### **Importing Libraries**

In [None]:
import math
import random
from collections import defaultdict
from typing import List
import numpy as np
import matplotlib.pyplot as plt
import random
from collections import deque
import copy
from Card_and_Deck import *
from GameState import GameState
from Game_and_Player import *
import time

### **MCTS Node Class**

In [None]:
class MCTSNode:
    node_counter = 0
    def __init__(self, game_state, parent=None,move_taken=None,owner=None):
        self.game_state = game_state  # The game state at tho;his node
        self.parent = parent  # Parent node
        self.children = []  # List of child nodes
        self.visits = 1  # Number of times this node has been visited
        self.total_reward = 0  # Total reward (tricks won)
        self.untried_moves = list(self.game_state.get_legal_moves())  # Legal moves from this state
        self.move_taken = move_taken # move that led to this game state
        self.visited_nodes = {}
        self.owner=owner

    def expand(self,move):
          if move not in self.untried_moves:
            print(f"Warning: Move {move} not found in untried_moves!")
            print(f"Current untried_moves: {self.untried_moves}")
            return None


          game_state = self.game_state
          new_game_state = copy.deepcopy(game_state)
          self.untried_moves.remove(move)
          node_owner = self.game_state.players[self.game_state.current_player_index].name
          child_game_state = new_game_state.apply_move(move)

          child_node = MCTSNode(child_game_state, parent=self, move_taken=move,owner= node_owner)
          self.children.append(child_node)

          return child_node


    def simulate(self, game_state,current_name):

          game_state_new = copy.deepcopy(game_state)

          while not game_state_new.is_terminal():
              legal_moves = game_state_new.get_legal_moves()
              if not legal_moves:
                  break
              move = random.choice(legal_moves)
              game_state_new.apply_move(move)

          rewards = {}

          for player in game_state_new.players:
              player_tricks = game_state_new.tricks_won[player.name]
              rewards[player.name] = player_tricks/10
          return rewards


    def backpropagate(self, rewards):

          self.visits += 1

          if self.owner:
              reward = rewards.get(self.owner, 0)
              self.total_reward += reward

          if self.parent:
              self.parent.backpropagate(rewards)


    def ucb1(self,child, c=0.707):

        parent_visits = child.parent.visits

        if child.visits == 0:
            return float("inf")
        ucb_val= (child.total_reward / child.visits) + c * math.sqrt(2*math.log(parent_visits) / child.visits)
        return ucb_val


    def best_child(self, c=4):
        node = self
        if not self.children:
            print("No children found!
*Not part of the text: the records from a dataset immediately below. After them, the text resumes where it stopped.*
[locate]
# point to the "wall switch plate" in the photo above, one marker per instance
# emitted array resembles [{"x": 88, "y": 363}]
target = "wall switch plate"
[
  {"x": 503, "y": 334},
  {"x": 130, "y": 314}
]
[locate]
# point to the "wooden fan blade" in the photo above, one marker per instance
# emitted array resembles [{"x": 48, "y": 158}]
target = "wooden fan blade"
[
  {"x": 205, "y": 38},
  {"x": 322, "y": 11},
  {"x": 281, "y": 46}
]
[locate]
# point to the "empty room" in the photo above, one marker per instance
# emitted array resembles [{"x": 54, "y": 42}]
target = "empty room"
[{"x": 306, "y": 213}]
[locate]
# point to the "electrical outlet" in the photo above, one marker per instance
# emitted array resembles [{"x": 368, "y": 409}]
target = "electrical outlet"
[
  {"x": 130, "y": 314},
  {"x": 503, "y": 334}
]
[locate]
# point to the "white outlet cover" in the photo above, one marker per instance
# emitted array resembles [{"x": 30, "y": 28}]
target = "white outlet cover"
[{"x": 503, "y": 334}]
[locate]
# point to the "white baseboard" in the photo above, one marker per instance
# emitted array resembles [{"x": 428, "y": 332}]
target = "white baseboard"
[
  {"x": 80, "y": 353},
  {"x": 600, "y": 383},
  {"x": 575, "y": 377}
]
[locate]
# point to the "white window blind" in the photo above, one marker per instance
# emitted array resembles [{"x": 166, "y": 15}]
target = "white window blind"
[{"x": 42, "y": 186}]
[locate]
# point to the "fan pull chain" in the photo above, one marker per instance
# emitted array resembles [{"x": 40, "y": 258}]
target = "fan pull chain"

Returning None.")
            return None
        best = max(node.children, key=lambda child: node.ucb1(child, c))
        return best



    def tree_policy(self, c=1.4):
          current_node = self
          depth = 0
          while not current_node.game_state.is_terminal():
              if current_node.untried_moves:
                  move = random.choice(current_node.untried_moves)
                  return current_node
              else:
                  current_node = current_node.best_child(c)  # v ← BESTCHILD(v, Cp)
                  depth += 1
          return current_node


### **MCTS Search Function**

In [None]:

def mcts_search(root_node, num_simulations=100,c=0.707):

    game_state_new = root_node.game_state


    root = root_node
    current_name = root_node.game_state.players[root_node.game_state.current_player_index].name

    for _ in range(num_simulations):
        node = root
        root.visits += 1

        # Tree Traversal
        node = node.tree_policy(c)


        # Expansion
        if node.untried_moves:
            move = random.choice(node.untried_moves)
            node = node.expand(move)


        # Simulation
        reward = node.simulate(node.game_state,current_name)

        # Backpropagation
        node.backpropagate(reward)

    best_child = max(root_node.children, key=lambda child: child.total_reward / (child.visits + 1e-6))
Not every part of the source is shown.